近年、米国株式市場において電気自動車(EV)メーカー、テスラ(TSLA)はその存在感を大きく高めてきました。イーロン・マスク氏率いるこの企業は、大統領選挙以降の期待感から株価が急騰しましたが、今後の動向には注意が必要です。トランプ次期政権の政策変更が、EV市場全体にどのような影響を与えるのかを考察します。
テスラ株、トランプ政権で一服感が出る理由
トランプ次期政権における自動車政策への期待が高まる一方で、テスラ株は短期的な調整局面を迎えています。具体的な政策が明らかになるにつれ、現実的な課題も浮かび上がりました。

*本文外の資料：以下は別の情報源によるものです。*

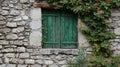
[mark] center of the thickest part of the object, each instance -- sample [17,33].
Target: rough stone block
[6,30]
[1,61]
[9,55]
[20,65]
[2,22]
[11,36]
[8,50]
[25,17]
[4,42]
[5,12]
[53,65]
[36,65]
[21,49]
[2,65]
[62,62]
[19,29]
[17,19]
[12,24]
[24,1]
[10,65]
[48,62]
[39,62]
[117,31]
[14,12]
[2,17]
[29,61]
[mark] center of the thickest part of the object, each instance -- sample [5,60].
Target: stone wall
[21,36]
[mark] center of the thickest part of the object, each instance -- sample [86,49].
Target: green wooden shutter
[69,31]
[59,30]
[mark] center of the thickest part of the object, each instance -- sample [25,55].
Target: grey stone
[20,49]
[25,17]
[20,65]
[12,36]
[117,31]
[48,62]
[21,37]
[8,50]
[21,23]
[2,23]
[62,62]
[4,42]
[14,12]
[12,24]
[5,12]
[1,61]
[1,55]
[6,30]
[2,65]
[14,61]
[24,1]
[6,60]
[29,61]
[18,6]
[13,1]
[11,5]
[21,61]
[10,65]
[0,46]
[9,55]
[5,8]
[36,65]
[2,17]
[53,65]
[32,1]
[115,14]
[64,66]
[39,61]
[18,42]
[24,55]
[17,30]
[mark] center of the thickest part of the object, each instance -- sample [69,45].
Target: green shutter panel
[69,31]
[59,30]
[51,31]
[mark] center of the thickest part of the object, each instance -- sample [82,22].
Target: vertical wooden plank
[69,31]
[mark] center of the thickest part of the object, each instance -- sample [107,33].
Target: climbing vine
[95,14]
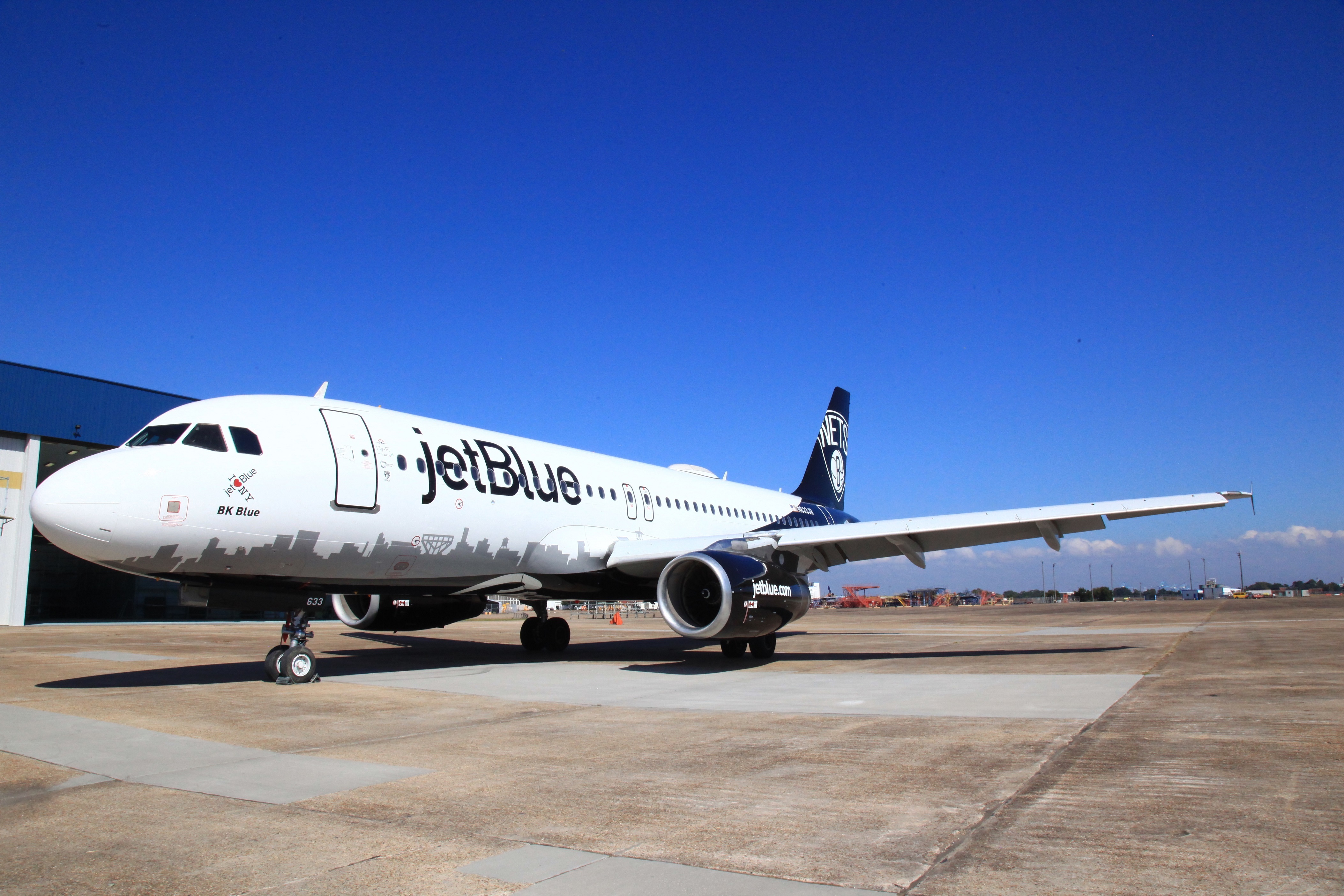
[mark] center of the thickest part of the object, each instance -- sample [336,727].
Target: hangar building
[49,420]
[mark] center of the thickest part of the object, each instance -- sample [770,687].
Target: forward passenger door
[357,468]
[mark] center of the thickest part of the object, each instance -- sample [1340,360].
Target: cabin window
[207,436]
[166,434]
[246,441]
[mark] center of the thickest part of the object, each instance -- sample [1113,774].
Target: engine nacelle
[388,613]
[720,594]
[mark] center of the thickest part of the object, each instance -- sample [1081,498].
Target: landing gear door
[357,468]
[632,508]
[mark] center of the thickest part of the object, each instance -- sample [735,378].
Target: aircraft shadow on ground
[667,655]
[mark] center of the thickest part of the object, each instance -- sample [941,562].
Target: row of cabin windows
[507,480]
[206,436]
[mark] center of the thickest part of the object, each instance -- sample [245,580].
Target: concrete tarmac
[1172,747]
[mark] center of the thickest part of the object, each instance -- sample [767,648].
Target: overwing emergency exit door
[357,468]
[632,508]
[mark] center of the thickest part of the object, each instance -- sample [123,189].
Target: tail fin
[825,480]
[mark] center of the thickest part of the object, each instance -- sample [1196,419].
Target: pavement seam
[992,809]
[961,843]
[540,714]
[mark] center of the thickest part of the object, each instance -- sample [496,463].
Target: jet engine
[720,594]
[389,613]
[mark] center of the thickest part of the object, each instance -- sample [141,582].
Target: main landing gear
[291,663]
[545,633]
[763,648]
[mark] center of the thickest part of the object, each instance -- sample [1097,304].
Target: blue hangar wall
[48,421]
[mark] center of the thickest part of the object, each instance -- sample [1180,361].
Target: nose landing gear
[291,663]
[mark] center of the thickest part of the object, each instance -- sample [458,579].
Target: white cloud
[1088,549]
[1171,547]
[1297,536]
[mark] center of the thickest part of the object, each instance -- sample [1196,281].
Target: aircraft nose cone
[77,511]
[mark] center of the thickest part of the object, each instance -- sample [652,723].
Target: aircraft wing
[828,546]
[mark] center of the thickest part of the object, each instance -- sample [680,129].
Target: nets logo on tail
[825,480]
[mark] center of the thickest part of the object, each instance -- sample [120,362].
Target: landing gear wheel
[763,648]
[531,635]
[556,635]
[733,648]
[299,666]
[272,664]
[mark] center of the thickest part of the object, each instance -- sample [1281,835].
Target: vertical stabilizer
[825,480]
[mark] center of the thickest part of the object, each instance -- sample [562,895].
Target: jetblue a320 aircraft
[405,523]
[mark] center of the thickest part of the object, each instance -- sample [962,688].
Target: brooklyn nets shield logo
[834,441]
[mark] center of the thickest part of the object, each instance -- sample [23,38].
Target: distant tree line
[1299,585]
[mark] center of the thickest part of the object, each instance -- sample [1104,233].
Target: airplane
[408,523]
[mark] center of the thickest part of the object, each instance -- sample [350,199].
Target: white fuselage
[183,511]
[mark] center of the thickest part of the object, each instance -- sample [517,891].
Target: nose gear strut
[291,663]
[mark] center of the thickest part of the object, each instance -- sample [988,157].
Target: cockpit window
[207,436]
[166,434]
[245,441]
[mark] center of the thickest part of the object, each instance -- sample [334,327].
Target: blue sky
[1058,253]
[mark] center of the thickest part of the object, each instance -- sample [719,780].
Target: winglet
[1233,496]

特に注目されるのが、EV購入者への税額控除の廃止案です。この動きが実現すれば、テスラをはじめとするEVメーカーに対する市場圧力は一段と強まります。UBSのジョセフ・スパック氏も「トランプ政策によるハネムーン相場は長続きしない」と予測しており、テスラの競争環境がさらに厳しくなる可能性を示唆しています。
EV市場の競争激化:中国勢や規制変更の影響
中国勢がEV市場で存在感を示す中、北米市場では競争が激化しています。トランプ政権が環境規制の緩和を進める一方で、カリフォルニア州のように州独自の規制を強化する動きも見られます。同州のニューサム知事は、連邦政府の税額控除廃止に対応する形で独自の控除を復活させると発表しましたが、テスラは除外対象とされるなど、複雑な状況が続いています。
バイデン政権下のIRA政策とその影響
バイデン政権下では「インフレ抑制法(IRA)」に基づき、EV購入者に最大7,500ドルの税額控除を提供する政策が実施されました。この政策はEV市場を活性化させることを目的としていましたが、補助金対象の車種が北米生産に限定され、中国製部品の使用制限も課されるなど、対中競争が強化される形となりました。
その結果、新興EVメーカーの多くが補助金の恩恵を受けられず、競争環境がさらに厳しくなりました。一部の企業は市場から撤退を余儀なくされ、EV市場全体の普及ペースに鈍化の兆しが見え始めています。
EV市場の未来:次の主役は誰か?
トランプ次期政権がどのような政策を展開するのかは不透明な部分も多いですが、以下のポイントが注目されています。
- EV税額控除の廃止とその影響
消費者にとってのEV価格が上昇すれば、購買意欲の減退が予想されます。 - 輸入EVの「抜け穴」政策
バイデン政権下で行われたリース車両への補助金適用が、輸入車の競争力を高める可能性があります。 - 新たな技術革新と市場の主役交代
EV以外の選択肢(ハイブリッド車や次世代エネルギー車など)が主流になる可能性も否定できません。
市場は現在、次なる主役を探している段階です。今後の政策動向と市場の反応を注視することが求められます。
まとめ:EV市場の行方と投資家へのメッセージ
テスラをはじめとするEVメーカーは、新たな政策や競争環境の中で試練の時を迎えています。税額控除の廃止や環境規制の変化は、企業の戦略に大きな影響を与えそうです。投資家としては、政策動向や市場のトレンドを綿密に分析し、中長期的な視点で判断することが重要です。